*Por Noelia Díaz Esquivel

Norita Rodríguez, bailarina, actriz y conductora de televisión relató en su programa, en un canal de cable, el intento de feminicidio del que fue víctima. El testimonio fue desgarrador.

Visiblemente vulnerable decidió exponerse públicamente porque su agresor y ex pareja fue beneficiado con un espacio en un canal de aire. No fue suficiente haber intentado lanzarla por una ventana, además la difamó para justificar la violencia machista de la que fue protagonista.

Recordemos que la violencia mediática, según la ley de protección integral para las mujeres, es la acción ejercida por los medios de comunicación social, a través de publicaciones u otras formas de difusión o reproducción de mensajes, contenidos e imágenes estereotipadas que promuevan la cosificación, sumisión o explotación de mujeres.

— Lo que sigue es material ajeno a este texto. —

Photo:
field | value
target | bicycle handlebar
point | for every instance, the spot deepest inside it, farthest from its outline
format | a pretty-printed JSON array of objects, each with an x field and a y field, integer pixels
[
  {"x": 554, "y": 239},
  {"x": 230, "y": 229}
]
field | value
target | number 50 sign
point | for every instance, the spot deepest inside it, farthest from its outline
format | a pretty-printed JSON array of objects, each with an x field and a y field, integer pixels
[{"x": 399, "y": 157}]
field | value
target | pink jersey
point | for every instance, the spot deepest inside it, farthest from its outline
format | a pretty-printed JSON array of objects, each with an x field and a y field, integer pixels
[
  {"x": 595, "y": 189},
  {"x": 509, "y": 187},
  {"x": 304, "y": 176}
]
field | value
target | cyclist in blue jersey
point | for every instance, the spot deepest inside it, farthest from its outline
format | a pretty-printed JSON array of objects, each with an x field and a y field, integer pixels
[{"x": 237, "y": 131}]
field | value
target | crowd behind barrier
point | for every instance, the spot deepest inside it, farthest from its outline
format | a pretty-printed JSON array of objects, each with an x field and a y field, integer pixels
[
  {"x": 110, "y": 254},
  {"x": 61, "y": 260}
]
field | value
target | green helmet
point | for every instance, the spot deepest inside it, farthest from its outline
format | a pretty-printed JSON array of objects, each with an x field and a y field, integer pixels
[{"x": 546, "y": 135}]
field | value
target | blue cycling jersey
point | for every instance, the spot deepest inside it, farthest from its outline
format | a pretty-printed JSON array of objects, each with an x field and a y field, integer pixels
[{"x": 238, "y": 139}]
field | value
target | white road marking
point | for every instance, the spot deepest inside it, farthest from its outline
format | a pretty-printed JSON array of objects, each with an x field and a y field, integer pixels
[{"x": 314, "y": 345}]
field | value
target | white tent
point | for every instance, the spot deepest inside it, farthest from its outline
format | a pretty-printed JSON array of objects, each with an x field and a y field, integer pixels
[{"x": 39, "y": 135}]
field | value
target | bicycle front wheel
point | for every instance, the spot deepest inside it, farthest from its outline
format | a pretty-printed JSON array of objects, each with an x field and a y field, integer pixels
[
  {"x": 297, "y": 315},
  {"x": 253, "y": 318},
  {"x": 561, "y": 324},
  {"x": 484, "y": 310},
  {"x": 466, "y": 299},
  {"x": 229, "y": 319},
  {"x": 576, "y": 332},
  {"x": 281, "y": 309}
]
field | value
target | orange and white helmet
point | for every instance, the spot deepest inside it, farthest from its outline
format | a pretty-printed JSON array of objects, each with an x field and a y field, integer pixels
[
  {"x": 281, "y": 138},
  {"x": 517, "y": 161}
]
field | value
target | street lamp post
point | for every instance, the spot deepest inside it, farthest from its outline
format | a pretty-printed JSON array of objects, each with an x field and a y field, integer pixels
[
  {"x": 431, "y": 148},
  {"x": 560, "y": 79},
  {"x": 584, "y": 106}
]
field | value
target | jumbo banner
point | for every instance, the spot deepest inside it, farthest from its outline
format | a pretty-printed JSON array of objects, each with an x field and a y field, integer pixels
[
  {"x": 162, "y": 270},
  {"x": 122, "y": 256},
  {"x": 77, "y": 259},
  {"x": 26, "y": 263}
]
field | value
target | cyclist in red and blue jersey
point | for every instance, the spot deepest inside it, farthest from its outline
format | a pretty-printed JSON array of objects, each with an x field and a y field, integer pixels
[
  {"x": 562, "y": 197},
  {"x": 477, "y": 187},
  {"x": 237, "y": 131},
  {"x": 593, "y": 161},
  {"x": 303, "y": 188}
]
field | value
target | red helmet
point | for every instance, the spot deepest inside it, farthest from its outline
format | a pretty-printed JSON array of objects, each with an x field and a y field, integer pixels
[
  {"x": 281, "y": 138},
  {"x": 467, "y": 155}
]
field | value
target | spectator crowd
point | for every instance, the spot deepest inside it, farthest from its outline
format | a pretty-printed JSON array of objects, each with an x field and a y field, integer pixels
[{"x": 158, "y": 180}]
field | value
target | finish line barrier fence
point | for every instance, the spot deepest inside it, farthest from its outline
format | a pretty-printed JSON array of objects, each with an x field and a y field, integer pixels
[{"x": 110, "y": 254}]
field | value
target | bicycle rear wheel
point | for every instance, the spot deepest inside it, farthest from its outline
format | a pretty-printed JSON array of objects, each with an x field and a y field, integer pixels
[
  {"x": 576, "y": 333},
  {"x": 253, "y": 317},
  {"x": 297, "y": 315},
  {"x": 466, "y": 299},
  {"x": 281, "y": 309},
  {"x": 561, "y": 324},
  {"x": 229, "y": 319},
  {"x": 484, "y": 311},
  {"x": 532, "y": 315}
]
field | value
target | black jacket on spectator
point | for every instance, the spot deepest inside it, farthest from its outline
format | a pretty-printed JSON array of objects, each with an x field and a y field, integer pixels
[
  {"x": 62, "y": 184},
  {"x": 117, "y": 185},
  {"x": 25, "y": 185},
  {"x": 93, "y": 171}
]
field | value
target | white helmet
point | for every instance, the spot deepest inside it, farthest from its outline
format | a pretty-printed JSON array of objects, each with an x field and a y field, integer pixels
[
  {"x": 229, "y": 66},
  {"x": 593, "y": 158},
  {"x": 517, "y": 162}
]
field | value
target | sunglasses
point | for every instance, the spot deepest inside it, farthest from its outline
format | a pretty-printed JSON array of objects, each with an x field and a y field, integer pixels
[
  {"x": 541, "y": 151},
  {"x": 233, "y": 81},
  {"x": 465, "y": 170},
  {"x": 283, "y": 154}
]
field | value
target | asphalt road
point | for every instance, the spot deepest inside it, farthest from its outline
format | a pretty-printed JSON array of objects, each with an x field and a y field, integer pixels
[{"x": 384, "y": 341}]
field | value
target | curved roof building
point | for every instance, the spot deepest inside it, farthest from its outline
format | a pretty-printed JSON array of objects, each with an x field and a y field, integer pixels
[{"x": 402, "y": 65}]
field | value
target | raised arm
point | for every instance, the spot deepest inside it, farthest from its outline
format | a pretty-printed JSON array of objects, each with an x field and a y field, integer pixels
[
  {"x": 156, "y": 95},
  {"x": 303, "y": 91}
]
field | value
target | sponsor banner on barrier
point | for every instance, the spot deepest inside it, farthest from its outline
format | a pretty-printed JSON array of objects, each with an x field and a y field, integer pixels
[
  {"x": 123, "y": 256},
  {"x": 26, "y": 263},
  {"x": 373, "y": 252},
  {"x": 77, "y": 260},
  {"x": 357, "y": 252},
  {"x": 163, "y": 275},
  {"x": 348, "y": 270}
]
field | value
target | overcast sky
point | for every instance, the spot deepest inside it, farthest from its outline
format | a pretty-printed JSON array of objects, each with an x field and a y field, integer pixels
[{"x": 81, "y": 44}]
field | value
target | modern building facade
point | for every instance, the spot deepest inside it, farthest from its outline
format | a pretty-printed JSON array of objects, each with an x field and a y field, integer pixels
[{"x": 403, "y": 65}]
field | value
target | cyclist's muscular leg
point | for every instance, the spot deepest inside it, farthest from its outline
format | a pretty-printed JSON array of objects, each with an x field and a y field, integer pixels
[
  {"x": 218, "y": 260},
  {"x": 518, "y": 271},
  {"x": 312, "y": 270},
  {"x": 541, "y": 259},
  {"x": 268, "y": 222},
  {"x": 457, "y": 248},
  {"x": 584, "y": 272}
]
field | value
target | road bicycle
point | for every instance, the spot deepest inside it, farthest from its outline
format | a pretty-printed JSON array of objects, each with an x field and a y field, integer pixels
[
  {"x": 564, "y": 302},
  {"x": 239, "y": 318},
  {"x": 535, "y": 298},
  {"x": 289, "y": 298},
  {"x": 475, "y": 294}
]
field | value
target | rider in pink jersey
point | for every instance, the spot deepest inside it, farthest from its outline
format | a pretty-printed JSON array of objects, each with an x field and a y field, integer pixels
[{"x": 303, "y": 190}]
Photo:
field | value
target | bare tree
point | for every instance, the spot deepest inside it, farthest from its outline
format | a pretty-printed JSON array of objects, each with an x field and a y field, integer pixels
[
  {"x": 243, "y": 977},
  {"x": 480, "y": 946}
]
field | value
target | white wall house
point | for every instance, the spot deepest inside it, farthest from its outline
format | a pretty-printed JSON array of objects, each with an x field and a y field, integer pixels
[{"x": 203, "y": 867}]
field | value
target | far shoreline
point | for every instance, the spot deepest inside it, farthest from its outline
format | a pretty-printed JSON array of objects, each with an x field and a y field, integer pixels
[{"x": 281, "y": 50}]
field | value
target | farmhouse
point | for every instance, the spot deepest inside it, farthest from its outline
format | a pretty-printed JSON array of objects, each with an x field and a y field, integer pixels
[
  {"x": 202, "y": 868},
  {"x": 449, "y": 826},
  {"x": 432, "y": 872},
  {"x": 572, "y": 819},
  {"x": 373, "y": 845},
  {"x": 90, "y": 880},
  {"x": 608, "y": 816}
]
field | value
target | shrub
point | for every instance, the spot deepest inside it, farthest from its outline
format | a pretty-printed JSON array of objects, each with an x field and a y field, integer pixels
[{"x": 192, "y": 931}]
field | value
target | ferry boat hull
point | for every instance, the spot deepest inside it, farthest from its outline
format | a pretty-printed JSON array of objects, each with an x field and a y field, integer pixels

La violencia contra las mujeres es en parte efecto y resultado de la desigualdad de género, porque los hombres creen que tienen el derecho y el poder para hacer lo que quieran; no solo ven a la mujer como una propiedad que pueden manejar y a la que dar órdenes, sino que creen que es su derecho como hombres.
Las cifras oficiales revelan una pequeña parte de la realidad porque son muchas las que no acuden a las instituciones. Ahora, con las redes sociales, ese muro de contención se ha roto y mucha gente empezó a darse cuenta del problema. Pero aunque cada vez se habla más del delito, y más ahora que muchos casos están saliendo a la luz porque las víctimas se apoyan unas a otras, aún existen muchas actitudes que culpan a la mujer, a la víctima, que creen que ella de alguna manera se lo buscó. Las violencias contra las mujeres no tienen ningún tipo de justificación.